Posato questo principio, giustissimo nel capo di chi regna, verrà dunque il principe a stimare se stesso sopra ogni cosa, e ad accarezzare, e proteggere infra il suo branco quei soli che più l'obbediscono, e che più s'immedesimano nelle di lui opinioni.
CAPITOLO TERZO.
COSA SIANO LE LETTERE.
Ma, che sono elle le vere lettere? Difficilissimo è il ben definirle: ma per certo elle sono una cosa contraria affatto alla indole, ingegno, capacità, occupazioni, e desiderj del principe: e in fatti nessun principe non fu mai vero letterato, nè lo può essere. Or dunque, come può egli ragionevolmente proteggere, e favorire una sì alta cosa, di cui, per non esserne egli capace, difficilissimamente può farsi egli giudice? E se giudice competente non ne può essere, come mai rimuneratore illuminato può farsene? per giudizio d'altri. E di chi? di chi gli sta intorno. E chi gli sta intorno?

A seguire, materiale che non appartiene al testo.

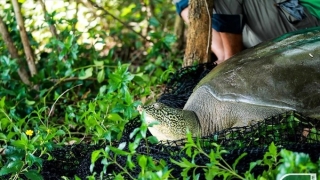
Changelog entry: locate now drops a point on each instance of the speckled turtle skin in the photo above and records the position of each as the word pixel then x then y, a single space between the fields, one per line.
pixel 276 76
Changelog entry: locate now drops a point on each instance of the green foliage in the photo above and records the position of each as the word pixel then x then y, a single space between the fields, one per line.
pixel 86 92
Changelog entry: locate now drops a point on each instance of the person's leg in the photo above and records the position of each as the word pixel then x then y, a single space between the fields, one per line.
pixel 217 46
pixel 227 24
pixel 267 20
pixel 232 44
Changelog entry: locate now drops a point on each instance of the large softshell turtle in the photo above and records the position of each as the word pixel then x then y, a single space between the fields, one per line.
pixel 274 77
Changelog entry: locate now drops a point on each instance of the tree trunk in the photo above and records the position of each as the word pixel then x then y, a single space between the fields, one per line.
pixel 199 32
pixel 24 38
pixel 179 28
pixel 23 74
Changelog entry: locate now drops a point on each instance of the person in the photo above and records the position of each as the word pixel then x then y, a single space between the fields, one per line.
pixel 239 24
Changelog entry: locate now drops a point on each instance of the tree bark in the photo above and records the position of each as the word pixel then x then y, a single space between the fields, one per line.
pixel 24 38
pixel 199 32
pixel 52 28
pixel 23 74
pixel 179 28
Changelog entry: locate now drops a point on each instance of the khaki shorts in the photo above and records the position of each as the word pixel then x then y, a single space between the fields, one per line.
pixel 263 19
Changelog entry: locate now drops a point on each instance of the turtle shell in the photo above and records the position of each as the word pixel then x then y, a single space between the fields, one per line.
pixel 283 72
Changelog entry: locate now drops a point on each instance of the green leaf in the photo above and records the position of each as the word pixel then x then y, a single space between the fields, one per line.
pixel 95 156
pixel 122 145
pixel 2 102
pixel 86 74
pixel 33 159
pixel 134 132
pixel 114 117
pixel 154 22
pixel 118 151
pixel 19 144
pixel 5 170
pixel 101 76
pixel 34 175
pixel 238 159
pixel 169 39
pixel 60 133
pixel 30 102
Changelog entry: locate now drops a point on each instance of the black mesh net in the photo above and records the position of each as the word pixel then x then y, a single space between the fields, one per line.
pixel 290 130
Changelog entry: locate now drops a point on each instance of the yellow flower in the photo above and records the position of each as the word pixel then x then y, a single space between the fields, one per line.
pixel 29 132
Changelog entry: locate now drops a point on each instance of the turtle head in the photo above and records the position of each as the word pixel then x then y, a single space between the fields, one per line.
pixel 172 123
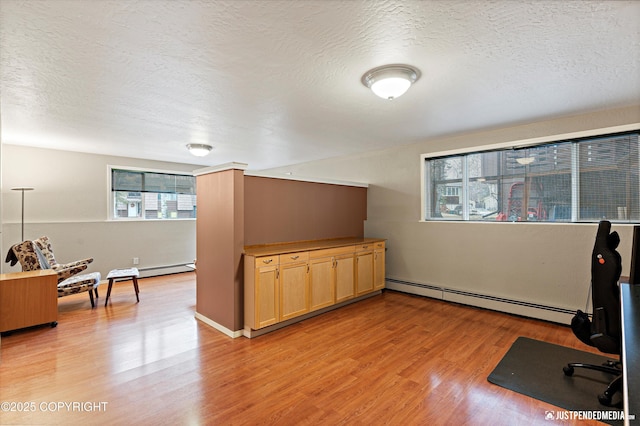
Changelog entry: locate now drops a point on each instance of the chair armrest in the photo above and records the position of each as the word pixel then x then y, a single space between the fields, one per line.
pixel 64 273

Se le lettere sono l'arte d'insegnar dilettando, e di commuovere, coltivare, e bene indirizzare gli umani affetti; come mai il toccare ben addentro le vere passioni, lo sviluppare il cuore dell'uomo, l'indurlo al bene, il distornarlo dal male, l'ingrandir le sue idee, il riempirlo di nobile ed utile entusiasmo, l'inspirargli un bollente amore di gloria verace, il fargli conoscere i suoi sacri diritti; e mille e mille altre cose, che tutte pur sono di ragione delle sane e vere lettere; come mai potranno elle un tale effetto operare sotto gli auspicj di un principe? e come le incoraggirà a produrlo, il principe stesso?